Confused and upset, she got up to leave but Marta reached the door first and slammed it shut. ‘I’m sorry,’ she said. ‘Please don’t go. Just stay and talk to me; we haven’t finished this yet. Please, Josephine—don’t leave like this.’
‘Let me get this straight. You want to arrest the secretary of a prestigious private club—a woman with a distinguished career in nursing and welfare, who is admired and respected by all and sundry, who was Lady Cowdray’s right-hand woman—on two counts of murder and one of attempted murder without any evidence at all? Are you out of your mind, Penrose?’
The chief constable glared across his desk, and Penrose took a deep breath. ‘I wouldn’t say that we’re without any evidence at all, Sir. Sergeant Fallowfield has traced three women who died just before Celia Bannerman left for Leeds and whose bodies were unidentified at the time. Two of them were recovered from the Thames, and the third went under a tube train.’ Penrose was convinced that one of these women was Eleanor Vale; certainly, there was no trace of her in the Leeds area as far as they could tell, and while this was in no way conclusive—people disappeared all the time, as he had explained to Josephine—he had not yet found anything which disproved his theory. ‘So it’s three counts of murder, really, and one of attempted murder. I think Celia Bannerman killed Eleanor Vale, and the current crimes …’
‘I’m not interested in the death of an ex-convict from thirty years ago, and neither should you be. From what you tell me, she should have hanged anyway and the pressure on us from the Home Office is rather more contemporary than you seem to realise.’
‘But that’s my point, Sir—there is a direct connection to what we’re investigating now. I think the Baker murders and Lucy Peters’s fall happened because Marjorie and her father found out about Vale’s death and were foolish enough to try to blackmail Miss Bannerman.’
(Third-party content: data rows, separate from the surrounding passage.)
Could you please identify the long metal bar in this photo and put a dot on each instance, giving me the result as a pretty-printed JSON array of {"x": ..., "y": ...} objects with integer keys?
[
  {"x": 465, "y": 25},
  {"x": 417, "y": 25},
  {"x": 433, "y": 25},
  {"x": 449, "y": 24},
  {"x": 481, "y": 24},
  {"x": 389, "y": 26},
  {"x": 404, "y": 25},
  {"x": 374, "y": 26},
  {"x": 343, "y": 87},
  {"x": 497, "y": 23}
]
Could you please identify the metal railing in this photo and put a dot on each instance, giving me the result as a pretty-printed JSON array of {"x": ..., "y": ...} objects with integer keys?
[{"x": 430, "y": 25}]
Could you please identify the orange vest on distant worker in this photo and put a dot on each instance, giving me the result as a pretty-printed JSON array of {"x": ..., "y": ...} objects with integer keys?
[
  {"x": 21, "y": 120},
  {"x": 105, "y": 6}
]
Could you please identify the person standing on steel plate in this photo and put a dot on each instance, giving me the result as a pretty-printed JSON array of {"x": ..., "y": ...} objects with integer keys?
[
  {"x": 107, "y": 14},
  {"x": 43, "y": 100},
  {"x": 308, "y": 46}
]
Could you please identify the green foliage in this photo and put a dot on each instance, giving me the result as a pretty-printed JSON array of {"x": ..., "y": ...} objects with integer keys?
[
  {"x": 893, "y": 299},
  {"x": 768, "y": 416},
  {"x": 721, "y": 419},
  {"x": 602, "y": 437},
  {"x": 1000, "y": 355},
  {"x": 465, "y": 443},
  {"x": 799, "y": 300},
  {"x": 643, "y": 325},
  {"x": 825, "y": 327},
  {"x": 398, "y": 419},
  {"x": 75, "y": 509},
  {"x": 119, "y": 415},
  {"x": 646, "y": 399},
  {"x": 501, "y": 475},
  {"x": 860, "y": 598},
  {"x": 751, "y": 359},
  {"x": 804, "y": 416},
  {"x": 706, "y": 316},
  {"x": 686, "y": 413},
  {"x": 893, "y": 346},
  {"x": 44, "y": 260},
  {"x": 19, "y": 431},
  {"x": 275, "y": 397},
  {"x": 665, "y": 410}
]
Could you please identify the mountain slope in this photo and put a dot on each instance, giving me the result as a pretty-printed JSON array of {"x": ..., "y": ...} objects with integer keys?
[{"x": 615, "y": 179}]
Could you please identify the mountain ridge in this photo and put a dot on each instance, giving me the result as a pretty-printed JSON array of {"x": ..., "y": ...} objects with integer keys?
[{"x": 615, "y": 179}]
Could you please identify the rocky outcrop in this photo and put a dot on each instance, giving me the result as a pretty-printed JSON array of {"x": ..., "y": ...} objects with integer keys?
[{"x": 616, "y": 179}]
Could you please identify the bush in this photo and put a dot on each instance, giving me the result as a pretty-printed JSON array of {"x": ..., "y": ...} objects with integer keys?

‘Yes, yes, Penrose—I understand what you think . You’ve made that very clear. But I’ll ask you again—where’s your evidence? I don’t count three unidentified bodies who happened to depart this world just as Celia Bannerman was catching a train as incontrovertible proof. London’s full of women who disappear without leaving anyone behind to care—God knows it was even worse back then. And apart from anything else, the picture you paint of Bannerman’s well-intentioned interference in prison hardly fits with someone who could take a life simply because it was convenient to her.’
That was true, and the contradiction had made Penrose doubt his own theory at first; but, in his conversations with Celia Bannerman, he had detected a streak of steel, the kind of dedication and self-righteousness which occasionally blurred the boundaries between right and wrong, and he was willing to believe that her crusade to do good had, in her own mind, justified evil in its progress. The chief constable was clearly not in the mood to discuss the finer points of human nature, however, so he stuck to the basics. ‘Then there are the postcards I found in Lucy’s room,’ he said. ‘She and Marjorie had obviously been to see Ethel Stuke—the woman in the tea shop in Suffolk confirmed as much.’ It’s just as well she had, because the miraculous piece of evidence which he had hoped to find on Lucy’s camera had failed to materialise: all that the film would testify to was a girls’ day out, poignant in hindsight because of what had happened since, but nothing more than that.